DeepKE

1 Intro

1.1 Knowledge Base (KB)

  • As Information Extraction (IE) techniques develop fast, many large-scale Knowledge Bases (KBs) have been constructed.
  • Those KBs can provide back-end support for knowledge-intensive tasks in real-world applications, such as
    • language understanding (Che et al., 2021)
    • commonsense reasoning 常识推理 (Lin et al., 2019)
    • recommendation systems (Wang et al., 2018)
  • However, most KBs are far from complete due to the emerging entities and relations in real-world application.
  • Therefor, Knowledge Base Population (KBP) (Ji and Crishman, 2011) has been proposed, which aims to extract knowledge from the text corpus to complete the missing elements in KBs.
  • For this target, IE is an effective technology that can extract entities and relations from raw texts and link them to KBs. (Yan et al., 2021[1]; Sui et al., 2021[2])

1.2 现有的 IE toolkits

  • To date, a few remarkable open-source and long-term maintained IE toolkits have been develop

    Paper Desc
    Spacy (Vasiliev, 2020[3]) for named entity recognition (NER)
    OpenNRE (Han et al., 2019[4]) for relation extraction (RE)
    Stanford OpenIE (Martínez-Rodríguez et al., 2018[5]) for open information extraction
    RESIN (Wen et al., 2021[6]) for event extraction

    However, there are still several non-trivial issues that hinder the applicability of real-world applications. 然而,仍然存在一些重要的问题阻碍了实际应用的适用性。

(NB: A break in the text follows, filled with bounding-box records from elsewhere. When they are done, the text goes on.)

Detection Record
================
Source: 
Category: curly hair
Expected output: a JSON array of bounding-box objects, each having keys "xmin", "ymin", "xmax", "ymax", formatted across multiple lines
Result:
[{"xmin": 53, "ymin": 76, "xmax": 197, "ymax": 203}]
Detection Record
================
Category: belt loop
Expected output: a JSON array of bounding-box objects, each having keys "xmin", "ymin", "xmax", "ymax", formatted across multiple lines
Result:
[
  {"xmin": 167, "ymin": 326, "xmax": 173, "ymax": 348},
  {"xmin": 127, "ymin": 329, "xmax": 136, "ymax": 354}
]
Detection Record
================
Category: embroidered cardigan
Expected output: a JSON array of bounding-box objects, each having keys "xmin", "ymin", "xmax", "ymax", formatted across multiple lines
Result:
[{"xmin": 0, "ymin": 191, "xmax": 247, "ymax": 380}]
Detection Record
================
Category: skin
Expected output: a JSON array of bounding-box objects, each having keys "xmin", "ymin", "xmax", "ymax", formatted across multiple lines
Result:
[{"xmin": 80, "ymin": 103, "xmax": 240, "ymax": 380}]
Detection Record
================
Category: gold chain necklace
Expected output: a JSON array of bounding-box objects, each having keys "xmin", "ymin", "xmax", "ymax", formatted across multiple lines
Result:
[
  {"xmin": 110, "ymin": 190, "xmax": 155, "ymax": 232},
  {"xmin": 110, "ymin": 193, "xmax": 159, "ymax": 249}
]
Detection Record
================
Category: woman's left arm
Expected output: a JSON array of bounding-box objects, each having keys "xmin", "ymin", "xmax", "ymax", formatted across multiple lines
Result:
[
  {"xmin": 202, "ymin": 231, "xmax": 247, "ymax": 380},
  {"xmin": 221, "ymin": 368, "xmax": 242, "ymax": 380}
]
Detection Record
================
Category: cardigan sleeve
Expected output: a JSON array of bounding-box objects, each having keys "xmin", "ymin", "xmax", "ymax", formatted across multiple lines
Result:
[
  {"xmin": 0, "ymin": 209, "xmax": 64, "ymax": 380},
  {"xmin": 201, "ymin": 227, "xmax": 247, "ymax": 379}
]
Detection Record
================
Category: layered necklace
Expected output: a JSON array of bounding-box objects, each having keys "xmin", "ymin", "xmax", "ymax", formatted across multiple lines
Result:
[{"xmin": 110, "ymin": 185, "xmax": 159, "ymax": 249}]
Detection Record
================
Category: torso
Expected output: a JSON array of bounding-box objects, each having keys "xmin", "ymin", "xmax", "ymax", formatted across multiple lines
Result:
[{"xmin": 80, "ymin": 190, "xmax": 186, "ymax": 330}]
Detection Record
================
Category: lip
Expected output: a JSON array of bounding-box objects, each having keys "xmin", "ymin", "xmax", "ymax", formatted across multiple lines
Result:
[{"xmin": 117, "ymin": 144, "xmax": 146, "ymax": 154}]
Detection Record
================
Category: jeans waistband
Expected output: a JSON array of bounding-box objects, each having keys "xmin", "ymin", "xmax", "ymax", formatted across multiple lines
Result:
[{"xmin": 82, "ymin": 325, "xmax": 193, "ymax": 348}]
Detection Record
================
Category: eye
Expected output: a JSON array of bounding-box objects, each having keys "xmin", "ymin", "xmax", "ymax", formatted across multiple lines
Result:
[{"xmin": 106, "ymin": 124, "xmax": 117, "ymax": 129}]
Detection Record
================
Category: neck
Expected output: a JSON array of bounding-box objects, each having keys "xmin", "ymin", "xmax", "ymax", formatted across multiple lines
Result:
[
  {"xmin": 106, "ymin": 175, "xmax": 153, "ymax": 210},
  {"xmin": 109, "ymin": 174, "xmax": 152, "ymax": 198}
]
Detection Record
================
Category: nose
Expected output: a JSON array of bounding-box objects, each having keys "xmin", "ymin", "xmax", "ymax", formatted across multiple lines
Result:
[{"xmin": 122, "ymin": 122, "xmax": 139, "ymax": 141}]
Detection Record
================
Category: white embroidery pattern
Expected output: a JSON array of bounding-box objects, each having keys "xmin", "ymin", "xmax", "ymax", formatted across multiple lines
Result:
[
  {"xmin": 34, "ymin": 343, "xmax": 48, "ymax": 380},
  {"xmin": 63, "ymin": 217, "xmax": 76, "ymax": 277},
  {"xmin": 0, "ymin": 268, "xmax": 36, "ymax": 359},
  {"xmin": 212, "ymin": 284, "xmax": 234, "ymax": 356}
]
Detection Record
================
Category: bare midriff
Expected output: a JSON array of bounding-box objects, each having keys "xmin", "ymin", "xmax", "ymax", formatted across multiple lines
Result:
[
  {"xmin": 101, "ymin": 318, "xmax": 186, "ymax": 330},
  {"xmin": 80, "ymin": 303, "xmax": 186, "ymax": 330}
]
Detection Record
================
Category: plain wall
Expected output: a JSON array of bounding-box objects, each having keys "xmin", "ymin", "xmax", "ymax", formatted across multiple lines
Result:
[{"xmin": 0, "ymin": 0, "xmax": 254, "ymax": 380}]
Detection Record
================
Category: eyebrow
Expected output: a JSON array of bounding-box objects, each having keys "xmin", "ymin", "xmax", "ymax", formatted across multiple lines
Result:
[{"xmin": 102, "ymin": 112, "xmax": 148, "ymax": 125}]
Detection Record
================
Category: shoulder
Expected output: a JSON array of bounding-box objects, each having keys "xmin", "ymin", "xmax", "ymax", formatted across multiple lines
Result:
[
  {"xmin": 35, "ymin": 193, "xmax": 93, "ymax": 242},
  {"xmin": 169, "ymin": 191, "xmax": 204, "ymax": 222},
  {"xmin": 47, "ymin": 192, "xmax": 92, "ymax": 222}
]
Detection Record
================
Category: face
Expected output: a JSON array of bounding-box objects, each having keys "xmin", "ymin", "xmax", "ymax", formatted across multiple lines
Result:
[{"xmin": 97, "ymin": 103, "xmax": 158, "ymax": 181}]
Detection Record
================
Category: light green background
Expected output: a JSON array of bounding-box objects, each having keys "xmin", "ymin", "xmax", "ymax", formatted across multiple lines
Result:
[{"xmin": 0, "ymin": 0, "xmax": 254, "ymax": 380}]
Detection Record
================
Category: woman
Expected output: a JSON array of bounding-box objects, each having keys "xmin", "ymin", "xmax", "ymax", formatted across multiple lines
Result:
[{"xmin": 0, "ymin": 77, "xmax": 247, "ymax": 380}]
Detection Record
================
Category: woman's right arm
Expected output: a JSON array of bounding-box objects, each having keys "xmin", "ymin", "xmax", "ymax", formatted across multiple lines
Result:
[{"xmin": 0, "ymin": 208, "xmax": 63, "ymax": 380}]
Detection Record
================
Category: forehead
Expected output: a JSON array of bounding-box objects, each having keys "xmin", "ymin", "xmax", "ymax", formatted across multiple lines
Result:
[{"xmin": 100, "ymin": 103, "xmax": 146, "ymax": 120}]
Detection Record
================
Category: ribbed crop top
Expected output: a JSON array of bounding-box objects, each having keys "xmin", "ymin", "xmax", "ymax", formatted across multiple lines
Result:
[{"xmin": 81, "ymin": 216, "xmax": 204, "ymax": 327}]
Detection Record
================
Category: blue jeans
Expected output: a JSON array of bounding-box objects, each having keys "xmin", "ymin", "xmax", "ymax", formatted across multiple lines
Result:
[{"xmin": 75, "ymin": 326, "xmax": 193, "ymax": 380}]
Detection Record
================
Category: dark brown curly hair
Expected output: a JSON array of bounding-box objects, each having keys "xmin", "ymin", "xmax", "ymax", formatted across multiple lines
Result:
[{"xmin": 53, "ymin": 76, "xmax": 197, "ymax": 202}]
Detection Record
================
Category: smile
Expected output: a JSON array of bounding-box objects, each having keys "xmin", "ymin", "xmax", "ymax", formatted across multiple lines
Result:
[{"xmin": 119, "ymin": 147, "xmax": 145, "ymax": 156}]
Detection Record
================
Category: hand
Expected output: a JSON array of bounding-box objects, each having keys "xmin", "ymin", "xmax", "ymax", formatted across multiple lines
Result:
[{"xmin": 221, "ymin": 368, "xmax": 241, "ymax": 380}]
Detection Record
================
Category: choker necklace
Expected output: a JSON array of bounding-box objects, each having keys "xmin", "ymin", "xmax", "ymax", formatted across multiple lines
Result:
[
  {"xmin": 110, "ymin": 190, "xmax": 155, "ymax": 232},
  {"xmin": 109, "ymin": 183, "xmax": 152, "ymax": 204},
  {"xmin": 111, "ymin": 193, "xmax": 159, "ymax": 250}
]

    1. There are various important IE tasks, but most existing toolkits only support on task.
    2. Although IE models trained with those tools can achieve promising results, their performance may degrade dramatically when there are only a few training instances (没有 few-shot learning 的能力) or in other complex real-world scenarios, such as encountering document-level and multimodal instances (文档级和多模态).

    Therefore, it is necessary to build a knowledge extaction toolkit facilitating the knowledge base population that supports multiple tasks and complicated scenarios: low-resource, document-level and multimodal.

1.3 DeepKE

  • an open-source and extensible knowledge extraction toolkit DeepKE, support complicated low-resource, document-level and multimodal scenarious in knowledge base population.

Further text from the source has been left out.